The distinction must be acknowledged that rape survivors are women who have been sought out by their rapist. He/she seeks out situations where they know they can find targets who will be less able to defend themselves. Similar to muggers robbing old ladies — the age of the old ladies isn’t incidental. A rapist is pathological with or without booze, and would be a menace even without alcohol. But it is important to recognize that some rapists do purposely use drugs to incapacitate their victims.That line about how young women go out and get drunk and then regret their choices later? That is used all the time both to justify sexual assault and to warn women of the dangers of leaving the house to socialize. Drinking, of course, will not get you raped, we are only in danger if a rapist is in our presence; guys who commit rape do it with complete intent. Majority of women who are sexually assaulted are committed by people the survivor knows.
- The girls were “asking for it”Woman always hear these same ideas: Don’t go out at night by yourself, don’t walk down a dark alley, don’t drink too much. I don’t have any actual statistics on this, but my bet is that the woman who is raped by the stranger who jumps out of the bushes is more likely to report the rape than the woman who is raped at a party by the dude in her Bio class, especially if she was drinking. Men who rape on campuses are repeat offenders largely because they can get away with it. The language and ideas around sexual assault assumes that women must take self-protective steps, and if they are raped then they must have done something wrong. This thought ties directly into self-blame and re-victimization by society.So often I was told, “well at least you can learn something from this incident” or “now you know not to drink alcohol around your friends.” With a clear majority of men being the attackers in rape scenarios one would logically conclude that men would take some of the blame, but alas society has decided otherwise. —- Shout out to Men Against Rape and other similar groups
Common Types of Acquaintance Rape
Almost all women are fearful of the man behind the bushes are we are walking to class, it is very important to note that 90 percent of college rapes are acquaintance rape.
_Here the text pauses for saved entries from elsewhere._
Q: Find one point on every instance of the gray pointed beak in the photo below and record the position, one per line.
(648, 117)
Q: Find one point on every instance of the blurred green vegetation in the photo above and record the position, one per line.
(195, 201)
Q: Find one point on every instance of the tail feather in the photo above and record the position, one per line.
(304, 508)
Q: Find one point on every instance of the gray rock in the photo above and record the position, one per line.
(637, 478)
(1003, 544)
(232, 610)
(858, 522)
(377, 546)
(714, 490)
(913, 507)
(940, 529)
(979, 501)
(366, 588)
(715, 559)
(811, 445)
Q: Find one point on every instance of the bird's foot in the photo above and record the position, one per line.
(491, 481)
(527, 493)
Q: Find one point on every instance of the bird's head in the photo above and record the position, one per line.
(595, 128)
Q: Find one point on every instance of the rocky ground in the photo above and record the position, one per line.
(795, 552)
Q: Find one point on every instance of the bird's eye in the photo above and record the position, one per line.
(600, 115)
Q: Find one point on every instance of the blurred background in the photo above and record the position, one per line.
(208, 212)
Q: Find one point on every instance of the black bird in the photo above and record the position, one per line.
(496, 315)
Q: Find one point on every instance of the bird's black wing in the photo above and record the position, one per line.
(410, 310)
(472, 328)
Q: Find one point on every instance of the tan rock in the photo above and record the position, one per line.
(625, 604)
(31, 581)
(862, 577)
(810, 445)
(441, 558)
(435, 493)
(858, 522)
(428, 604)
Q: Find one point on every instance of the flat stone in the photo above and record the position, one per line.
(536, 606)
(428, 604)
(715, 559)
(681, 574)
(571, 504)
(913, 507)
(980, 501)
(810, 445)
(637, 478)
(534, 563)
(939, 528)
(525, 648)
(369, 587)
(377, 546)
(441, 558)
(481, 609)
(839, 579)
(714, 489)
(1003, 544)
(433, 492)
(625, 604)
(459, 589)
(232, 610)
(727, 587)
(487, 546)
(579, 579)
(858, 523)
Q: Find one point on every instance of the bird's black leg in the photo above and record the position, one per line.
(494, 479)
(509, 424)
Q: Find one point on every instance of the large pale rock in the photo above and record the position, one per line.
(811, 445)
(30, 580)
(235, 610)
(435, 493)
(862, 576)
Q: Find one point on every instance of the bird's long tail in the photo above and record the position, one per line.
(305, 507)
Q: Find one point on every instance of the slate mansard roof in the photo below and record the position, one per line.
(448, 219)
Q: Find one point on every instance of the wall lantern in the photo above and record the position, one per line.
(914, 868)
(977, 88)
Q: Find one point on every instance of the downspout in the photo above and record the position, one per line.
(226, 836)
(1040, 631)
The subcategories that are commonly used in analysis are:
- party rape (can also include gang rape);
- date rape (usually takes place in the victim’s or offender’s residence or in a car after the date);
- rape in a non-party and non-date situation (e.g., while studying together);
- rape by a former intimate; and
- rape by a current intimate.
College students are the most vulnerable to rape during the first few weeks of the freshman In fact, the first few days of the freshman year are the riskiest, limiting the value of any rape prevention programs that begin after that. Research has shown that rapes of college women tend to occur after 6 p.m., and the majority occur after midnight.
Only 20 percent of college rape victims have additional injuries, most often bruises, black eyes, cuts, swelling, or chipped teeth. Thus, investigative practices should be modified to obtain more subtle evidence of lack of consent, rather than just use of force.
Slightly more than 50 percent of college rape and attempted rape victims use force against their assailant, and 50 percent tell the person to stop. Most victims try to stop a rape by doing one of the following: using force, telling the assailant to stop, screaming, begging, or running away.
Since many victims are acquainted with their assailants it is also common to freeze out of shock or fear because of the sudden attack. Your freezing does not mean you give consent.
Psychological Harm to Victims
Acquaintance rape victims suffer the same psychological harms as stranger-rape victims: shock, humiliation, anxiety, depression, substance abuse, suicidal thoughts, loss of self-esteem, social isolation, anger, distrust of others, fear of AIDS, guilt, and sexual dysfunction. College acquaintance rape victims face additional consequences. Many drop out of school because, if they stay, they might regularly face their attacker in class, in their dorm, in the dining hall, or at campus functions and events. Since most victims do not report, colleges cannot intervene to protect them from reencountering their attackers.